Aber wenn bei dem imaginären Kriegsrat all diese traurigen Ereignisse das Vertrauen in den Endsieg der Führer der westlichen Allianz noch nicht erschüttert hätte, dann müßten sie immer noch die Lage im Mittleren Osten und im Mittelmeer betrachten.

Im Zweiten Weltkrieg haben die Alliierten um Suez und Nordafrika gekämpft mit Verlusten, die nur von denen des Krieges in Europa übertroffen wurden. Damals wurde Suez gehalten, Nordafrika zurückerobert. 1946 war die westliche Position, von Casablanca bis Bagdad, stärker als je zuvor. Aber bis zum Sommer 1956 war Suez in feindlichen Händen, und die militärischen Kräfte eines großen Mitgliedes der westlichen Allianz, Frankreichs, wurden in Afrika durch eine Revolte festgehalten, die von Ägypten angestiftet worden war. Die Kommunisten waren sprungweise bis tief in jedes arabische Land vorgestossen, und nur Cypern blieb als letzte und empfindlichste Basis im östlichen Mittelmeer übrig. Die Türkei, der stärkste Verbündete des Westens, war jetzt von feindlichen Mächten umgeben, seine Verbindungslinien mit den westlichen Streitkräften praktisch unterbrochen. Die Briten hatten Suez ohne Widerstand verlassen und so die Quellen der Ölversorgung Europas ungeschützt zurückgelassen.

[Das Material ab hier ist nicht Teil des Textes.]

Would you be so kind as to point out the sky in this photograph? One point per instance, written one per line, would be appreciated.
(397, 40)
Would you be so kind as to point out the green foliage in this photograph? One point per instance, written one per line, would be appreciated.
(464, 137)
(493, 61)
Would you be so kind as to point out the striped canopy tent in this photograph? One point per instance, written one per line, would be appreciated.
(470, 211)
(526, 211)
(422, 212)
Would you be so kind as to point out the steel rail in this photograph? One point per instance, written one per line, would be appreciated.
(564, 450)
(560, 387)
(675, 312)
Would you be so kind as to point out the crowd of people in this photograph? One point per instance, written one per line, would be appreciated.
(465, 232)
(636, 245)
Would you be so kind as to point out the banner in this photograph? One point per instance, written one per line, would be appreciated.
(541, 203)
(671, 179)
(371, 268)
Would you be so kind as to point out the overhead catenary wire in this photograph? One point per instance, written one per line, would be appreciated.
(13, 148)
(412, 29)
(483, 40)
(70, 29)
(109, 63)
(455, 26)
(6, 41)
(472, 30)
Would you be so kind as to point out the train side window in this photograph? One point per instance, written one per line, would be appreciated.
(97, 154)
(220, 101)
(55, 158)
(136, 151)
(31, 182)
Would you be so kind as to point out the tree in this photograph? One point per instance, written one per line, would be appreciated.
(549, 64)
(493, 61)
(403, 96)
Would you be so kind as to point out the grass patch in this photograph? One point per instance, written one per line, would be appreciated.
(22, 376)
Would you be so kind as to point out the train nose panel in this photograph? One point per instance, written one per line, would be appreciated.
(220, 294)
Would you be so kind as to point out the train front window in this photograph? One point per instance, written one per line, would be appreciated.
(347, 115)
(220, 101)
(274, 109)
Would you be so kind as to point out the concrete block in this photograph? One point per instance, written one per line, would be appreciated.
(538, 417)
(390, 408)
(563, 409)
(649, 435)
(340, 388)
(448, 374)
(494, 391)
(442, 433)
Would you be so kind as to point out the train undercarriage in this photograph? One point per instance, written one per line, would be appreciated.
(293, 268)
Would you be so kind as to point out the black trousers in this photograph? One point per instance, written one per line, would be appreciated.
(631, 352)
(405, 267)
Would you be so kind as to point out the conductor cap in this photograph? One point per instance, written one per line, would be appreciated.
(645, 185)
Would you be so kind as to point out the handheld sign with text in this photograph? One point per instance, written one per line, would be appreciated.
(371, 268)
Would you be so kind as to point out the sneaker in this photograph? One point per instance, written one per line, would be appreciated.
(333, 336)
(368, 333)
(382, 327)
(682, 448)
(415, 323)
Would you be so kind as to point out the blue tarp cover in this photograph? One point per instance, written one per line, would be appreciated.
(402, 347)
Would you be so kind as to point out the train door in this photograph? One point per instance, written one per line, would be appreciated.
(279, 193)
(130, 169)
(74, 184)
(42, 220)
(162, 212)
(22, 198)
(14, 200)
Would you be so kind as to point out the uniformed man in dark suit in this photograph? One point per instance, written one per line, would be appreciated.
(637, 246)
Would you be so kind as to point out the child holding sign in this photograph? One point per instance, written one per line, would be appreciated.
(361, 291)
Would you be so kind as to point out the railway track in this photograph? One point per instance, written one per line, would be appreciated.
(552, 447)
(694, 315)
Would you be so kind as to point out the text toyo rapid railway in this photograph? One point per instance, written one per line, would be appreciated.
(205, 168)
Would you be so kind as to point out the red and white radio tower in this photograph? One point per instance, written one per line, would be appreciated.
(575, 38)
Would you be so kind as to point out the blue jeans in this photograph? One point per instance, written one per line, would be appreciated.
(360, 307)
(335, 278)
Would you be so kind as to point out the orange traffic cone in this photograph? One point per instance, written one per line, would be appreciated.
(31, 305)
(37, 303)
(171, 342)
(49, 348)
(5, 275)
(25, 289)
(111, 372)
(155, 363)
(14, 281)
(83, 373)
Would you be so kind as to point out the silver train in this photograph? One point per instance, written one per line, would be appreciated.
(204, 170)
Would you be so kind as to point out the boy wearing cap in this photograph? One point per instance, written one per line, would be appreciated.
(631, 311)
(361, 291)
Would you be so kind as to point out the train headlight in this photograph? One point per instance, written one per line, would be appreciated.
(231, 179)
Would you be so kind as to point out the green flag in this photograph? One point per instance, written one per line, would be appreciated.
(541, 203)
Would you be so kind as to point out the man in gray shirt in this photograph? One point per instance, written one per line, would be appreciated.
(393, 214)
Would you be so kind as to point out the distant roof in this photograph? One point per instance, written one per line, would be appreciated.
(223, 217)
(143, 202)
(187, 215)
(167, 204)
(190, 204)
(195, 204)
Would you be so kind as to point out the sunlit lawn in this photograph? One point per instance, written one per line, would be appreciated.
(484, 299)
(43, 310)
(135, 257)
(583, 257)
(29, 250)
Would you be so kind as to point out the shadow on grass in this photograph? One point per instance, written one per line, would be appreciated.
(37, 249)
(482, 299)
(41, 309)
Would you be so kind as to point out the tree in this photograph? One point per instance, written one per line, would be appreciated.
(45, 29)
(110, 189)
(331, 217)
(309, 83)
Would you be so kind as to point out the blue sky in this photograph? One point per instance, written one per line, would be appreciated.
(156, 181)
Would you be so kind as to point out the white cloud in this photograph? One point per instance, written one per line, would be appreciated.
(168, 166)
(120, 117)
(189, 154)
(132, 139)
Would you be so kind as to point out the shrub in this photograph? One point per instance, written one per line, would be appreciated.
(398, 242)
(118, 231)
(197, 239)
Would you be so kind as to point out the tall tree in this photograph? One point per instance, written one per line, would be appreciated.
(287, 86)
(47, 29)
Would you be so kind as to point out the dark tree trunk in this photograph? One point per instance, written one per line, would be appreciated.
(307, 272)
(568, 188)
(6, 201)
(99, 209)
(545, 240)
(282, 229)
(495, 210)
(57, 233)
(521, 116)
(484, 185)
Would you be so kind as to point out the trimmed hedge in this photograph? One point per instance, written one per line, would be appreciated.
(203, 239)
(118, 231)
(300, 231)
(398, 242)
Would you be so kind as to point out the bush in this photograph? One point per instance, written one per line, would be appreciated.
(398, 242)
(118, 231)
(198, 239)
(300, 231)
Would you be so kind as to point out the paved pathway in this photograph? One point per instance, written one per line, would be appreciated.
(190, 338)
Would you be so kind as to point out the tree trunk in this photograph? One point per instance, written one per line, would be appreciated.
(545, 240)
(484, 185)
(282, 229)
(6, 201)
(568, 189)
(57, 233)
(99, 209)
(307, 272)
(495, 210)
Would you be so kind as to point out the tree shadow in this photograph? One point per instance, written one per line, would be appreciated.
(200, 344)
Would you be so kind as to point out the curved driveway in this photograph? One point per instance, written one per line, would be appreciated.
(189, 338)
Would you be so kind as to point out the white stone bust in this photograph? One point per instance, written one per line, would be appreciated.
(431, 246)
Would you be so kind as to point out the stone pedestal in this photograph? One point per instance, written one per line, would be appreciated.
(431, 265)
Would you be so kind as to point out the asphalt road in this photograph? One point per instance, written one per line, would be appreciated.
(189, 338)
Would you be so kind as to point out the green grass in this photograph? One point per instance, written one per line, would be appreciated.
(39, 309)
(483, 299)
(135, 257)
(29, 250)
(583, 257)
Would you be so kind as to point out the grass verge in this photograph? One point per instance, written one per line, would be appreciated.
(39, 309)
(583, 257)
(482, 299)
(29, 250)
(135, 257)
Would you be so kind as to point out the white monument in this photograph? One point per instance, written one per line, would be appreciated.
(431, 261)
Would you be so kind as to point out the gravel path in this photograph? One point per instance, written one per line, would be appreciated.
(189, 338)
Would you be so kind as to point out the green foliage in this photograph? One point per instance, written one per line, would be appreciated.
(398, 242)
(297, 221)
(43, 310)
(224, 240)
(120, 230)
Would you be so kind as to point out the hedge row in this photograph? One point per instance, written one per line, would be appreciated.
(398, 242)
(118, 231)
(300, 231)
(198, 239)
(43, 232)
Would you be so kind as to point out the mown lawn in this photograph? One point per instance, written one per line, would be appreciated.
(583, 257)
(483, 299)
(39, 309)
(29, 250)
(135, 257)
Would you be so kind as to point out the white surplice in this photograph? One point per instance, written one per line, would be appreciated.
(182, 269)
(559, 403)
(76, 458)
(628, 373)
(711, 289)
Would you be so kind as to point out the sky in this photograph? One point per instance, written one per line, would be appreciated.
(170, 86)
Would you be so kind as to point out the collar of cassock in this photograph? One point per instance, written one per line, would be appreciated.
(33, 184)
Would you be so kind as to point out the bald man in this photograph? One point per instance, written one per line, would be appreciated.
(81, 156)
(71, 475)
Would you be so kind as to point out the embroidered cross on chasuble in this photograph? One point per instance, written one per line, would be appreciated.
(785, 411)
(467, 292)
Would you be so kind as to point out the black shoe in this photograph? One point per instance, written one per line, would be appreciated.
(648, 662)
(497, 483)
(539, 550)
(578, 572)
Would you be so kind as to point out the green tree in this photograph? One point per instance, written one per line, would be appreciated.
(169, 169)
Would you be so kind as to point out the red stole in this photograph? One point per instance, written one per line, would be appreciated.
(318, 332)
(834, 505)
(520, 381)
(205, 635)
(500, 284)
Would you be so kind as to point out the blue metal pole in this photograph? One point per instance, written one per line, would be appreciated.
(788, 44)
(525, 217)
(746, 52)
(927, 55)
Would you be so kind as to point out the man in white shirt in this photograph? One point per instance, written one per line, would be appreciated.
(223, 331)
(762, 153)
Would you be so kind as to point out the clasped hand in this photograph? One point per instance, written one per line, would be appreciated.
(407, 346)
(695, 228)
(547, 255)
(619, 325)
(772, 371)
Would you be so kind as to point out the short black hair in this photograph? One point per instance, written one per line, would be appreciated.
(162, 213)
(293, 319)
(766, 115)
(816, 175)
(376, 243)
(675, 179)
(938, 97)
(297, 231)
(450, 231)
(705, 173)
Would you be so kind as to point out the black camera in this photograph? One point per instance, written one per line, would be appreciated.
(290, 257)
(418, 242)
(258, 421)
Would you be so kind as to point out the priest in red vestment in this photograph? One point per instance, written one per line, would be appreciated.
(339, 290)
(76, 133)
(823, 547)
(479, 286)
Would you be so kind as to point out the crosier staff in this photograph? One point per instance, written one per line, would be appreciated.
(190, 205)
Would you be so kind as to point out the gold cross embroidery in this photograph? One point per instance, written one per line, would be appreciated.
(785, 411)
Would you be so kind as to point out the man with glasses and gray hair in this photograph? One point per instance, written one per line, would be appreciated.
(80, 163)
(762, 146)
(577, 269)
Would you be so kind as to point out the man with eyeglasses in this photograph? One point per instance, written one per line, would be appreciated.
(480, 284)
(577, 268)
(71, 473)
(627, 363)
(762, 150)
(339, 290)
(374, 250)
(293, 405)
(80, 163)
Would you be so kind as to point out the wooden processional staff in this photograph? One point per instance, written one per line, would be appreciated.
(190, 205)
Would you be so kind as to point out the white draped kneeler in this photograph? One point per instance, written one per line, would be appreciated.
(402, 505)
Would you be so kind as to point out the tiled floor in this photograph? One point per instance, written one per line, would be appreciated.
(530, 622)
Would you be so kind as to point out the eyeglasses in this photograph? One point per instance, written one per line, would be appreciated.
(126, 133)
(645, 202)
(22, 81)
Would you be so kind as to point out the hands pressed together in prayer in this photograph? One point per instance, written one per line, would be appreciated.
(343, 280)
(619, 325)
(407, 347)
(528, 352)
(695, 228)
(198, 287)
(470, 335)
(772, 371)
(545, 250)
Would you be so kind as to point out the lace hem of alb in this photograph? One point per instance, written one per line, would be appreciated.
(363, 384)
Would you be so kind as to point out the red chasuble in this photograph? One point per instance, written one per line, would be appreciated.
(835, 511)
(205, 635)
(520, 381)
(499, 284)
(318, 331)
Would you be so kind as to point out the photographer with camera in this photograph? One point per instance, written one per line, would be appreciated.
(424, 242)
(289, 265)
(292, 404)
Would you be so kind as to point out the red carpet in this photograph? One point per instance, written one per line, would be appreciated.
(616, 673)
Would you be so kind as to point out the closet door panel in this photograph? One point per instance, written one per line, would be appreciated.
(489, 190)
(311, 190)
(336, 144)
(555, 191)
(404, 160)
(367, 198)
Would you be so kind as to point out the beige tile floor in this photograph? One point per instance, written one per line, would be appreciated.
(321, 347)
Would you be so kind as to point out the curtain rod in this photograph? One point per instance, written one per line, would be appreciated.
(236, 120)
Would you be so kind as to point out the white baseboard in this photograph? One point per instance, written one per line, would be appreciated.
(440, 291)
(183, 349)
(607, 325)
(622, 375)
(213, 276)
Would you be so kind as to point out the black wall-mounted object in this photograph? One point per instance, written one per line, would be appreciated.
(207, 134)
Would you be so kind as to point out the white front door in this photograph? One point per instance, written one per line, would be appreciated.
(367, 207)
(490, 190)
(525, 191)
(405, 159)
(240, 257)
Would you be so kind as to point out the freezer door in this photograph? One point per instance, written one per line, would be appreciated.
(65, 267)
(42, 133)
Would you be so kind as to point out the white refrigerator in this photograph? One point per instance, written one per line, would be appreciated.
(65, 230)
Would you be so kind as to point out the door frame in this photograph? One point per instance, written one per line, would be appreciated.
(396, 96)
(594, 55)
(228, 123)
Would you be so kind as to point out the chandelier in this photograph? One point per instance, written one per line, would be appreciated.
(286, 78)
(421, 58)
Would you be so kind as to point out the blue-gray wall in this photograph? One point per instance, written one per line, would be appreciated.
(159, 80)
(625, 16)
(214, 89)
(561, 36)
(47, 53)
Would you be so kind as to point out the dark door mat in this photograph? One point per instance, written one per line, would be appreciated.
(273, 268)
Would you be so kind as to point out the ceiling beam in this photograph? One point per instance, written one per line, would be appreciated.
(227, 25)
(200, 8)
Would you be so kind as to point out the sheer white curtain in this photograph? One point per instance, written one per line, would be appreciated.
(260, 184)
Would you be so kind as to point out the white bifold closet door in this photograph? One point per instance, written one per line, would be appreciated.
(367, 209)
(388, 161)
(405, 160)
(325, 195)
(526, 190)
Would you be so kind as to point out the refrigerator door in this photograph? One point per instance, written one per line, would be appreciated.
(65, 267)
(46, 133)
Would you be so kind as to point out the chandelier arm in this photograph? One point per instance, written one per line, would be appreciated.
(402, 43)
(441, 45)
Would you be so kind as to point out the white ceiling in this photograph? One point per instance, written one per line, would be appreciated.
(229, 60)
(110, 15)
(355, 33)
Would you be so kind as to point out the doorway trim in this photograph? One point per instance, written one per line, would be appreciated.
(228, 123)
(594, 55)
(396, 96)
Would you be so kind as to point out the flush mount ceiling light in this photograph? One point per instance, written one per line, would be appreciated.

Bei solcher Einschätzung der Lage könnten die Führer des Westens nur zu dem Schluß kommen, daß sich ihre Position katastrophal verschlechtert hätte — daß sie nicht nur eine Reihe vernichtender Niederlagen erlitten hätten, sondern daß diese Niederlagen nach 1953 mit zunehmendem Tempo gekommen seien: Die Kommunisten hatten die westliche Einschnürung durchbrochen und drohten nun, Europa einzukreisen.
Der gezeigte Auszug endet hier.